The storage systems also offer parallel, high-performance access to all data in the storage system, which is important for applications in the field of machine learning and deep learning. This plays an important role in the use of AI frameworks such as TensorFlow or Caffe.
There will also be ready-to-use solutions for machine learning based on Hadoop in the foreseeable future. They are based on servers with scalable storage performance and include data science and framework optimization for rapid commissioning. This enables the expansion of existing Hadoop environments for machine learning. For example, the Cloudera Data Science Workbench and the open source unified data analytics engine Apache Spark can be used for fast and secure self-service data collection in the company.
Author:
Fisnik Kraja is Solution Consultant High Performance Computing and Machine Learning at Dell EMC.
Important tools for deep learning
The following frameworks and libraries can help users build and implement AI solutions:
- BigDL: a distributed deep learning library for Apache Spark that runs on Spark or Hadoop clusters. This is an optimized library with functions that are executed very efficiently on the computer core. The library comes from Intel, so these operations are optimized for operation on Intel CPUs.
- Caffe: a deep learning framework developed by the Berkeley Vision and Learning Center (BVLC); Caffe is suitable for deep learning and image recognition, for example. Developers can get started quickly with existing models.
- Intel MKL-DNN (Math Kernel Library for Deep Learning Networks): an open source performance library for accelerating deep learning frameworks on Intel architectures.
- Intel MLSL (Machine Learning Scaling Library): a library that enables efficient implementation of communication patterns.

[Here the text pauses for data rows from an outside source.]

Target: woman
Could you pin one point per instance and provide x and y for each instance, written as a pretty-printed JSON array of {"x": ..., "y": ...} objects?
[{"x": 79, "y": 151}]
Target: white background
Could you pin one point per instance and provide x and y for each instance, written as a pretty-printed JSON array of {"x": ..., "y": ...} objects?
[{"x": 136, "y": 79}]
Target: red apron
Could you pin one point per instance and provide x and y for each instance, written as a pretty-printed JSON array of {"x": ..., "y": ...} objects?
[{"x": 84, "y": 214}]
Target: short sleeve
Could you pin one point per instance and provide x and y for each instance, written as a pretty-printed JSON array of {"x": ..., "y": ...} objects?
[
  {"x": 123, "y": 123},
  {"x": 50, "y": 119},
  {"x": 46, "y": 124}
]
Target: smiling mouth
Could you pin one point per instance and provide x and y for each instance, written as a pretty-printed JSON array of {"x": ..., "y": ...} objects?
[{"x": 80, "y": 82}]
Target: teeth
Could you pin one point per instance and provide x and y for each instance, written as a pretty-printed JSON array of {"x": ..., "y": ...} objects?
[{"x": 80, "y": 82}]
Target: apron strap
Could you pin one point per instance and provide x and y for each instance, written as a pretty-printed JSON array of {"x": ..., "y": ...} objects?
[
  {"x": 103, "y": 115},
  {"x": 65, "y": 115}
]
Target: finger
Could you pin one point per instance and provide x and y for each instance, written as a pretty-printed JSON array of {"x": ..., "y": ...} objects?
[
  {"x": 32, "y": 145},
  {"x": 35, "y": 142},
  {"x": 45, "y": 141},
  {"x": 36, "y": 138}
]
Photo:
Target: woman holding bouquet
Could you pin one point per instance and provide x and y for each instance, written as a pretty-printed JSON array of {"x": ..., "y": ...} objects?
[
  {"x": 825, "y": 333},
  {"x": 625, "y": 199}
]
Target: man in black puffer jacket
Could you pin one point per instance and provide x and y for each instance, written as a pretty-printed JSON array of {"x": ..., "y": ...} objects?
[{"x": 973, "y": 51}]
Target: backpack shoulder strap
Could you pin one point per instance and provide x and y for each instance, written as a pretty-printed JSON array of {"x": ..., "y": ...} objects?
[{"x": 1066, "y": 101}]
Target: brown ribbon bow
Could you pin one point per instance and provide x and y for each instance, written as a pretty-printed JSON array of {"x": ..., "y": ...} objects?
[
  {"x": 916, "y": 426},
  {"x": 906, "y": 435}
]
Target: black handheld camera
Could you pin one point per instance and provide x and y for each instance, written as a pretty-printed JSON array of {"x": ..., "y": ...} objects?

- Intel Neon: a Python-based and Intel-optimized deep learning framework for neural networks such as AlexNet, Visual Geometry Group (VGG) and GoogLeNet; Neon works well with Intel MKL (Math Kernel Library). The library offers CPU-optimized implementations and uses the vectorization and parallelization functions of the Intel architecture.
- Nvidia cuBLAS library: a GPU-accelerated implementation of the BLAS (Basic Linear Algebra Subroutines) standard. With the cuBLAS APIs, developers can accelerate their applications by implementing compute-intensive operations on a single GPU or distributing the workload across multiple GPUs.
- Nvidia cuDNN (CUDA Deep Neural Network Library): a GPU-accelerated library for deep neural networks. cuDNN works with deep learning frameworks such as Caffe, Caffe2, Chainer, Keras, Matlab, MxNet, TensorFlow and PyTorch.
- Nvidia NCCL (Collective Communication Library): provides routines optimized for high bandwidth over PCIe and NVLink.
- TensorFlow: a software library for numerical calculation using data flow graphs.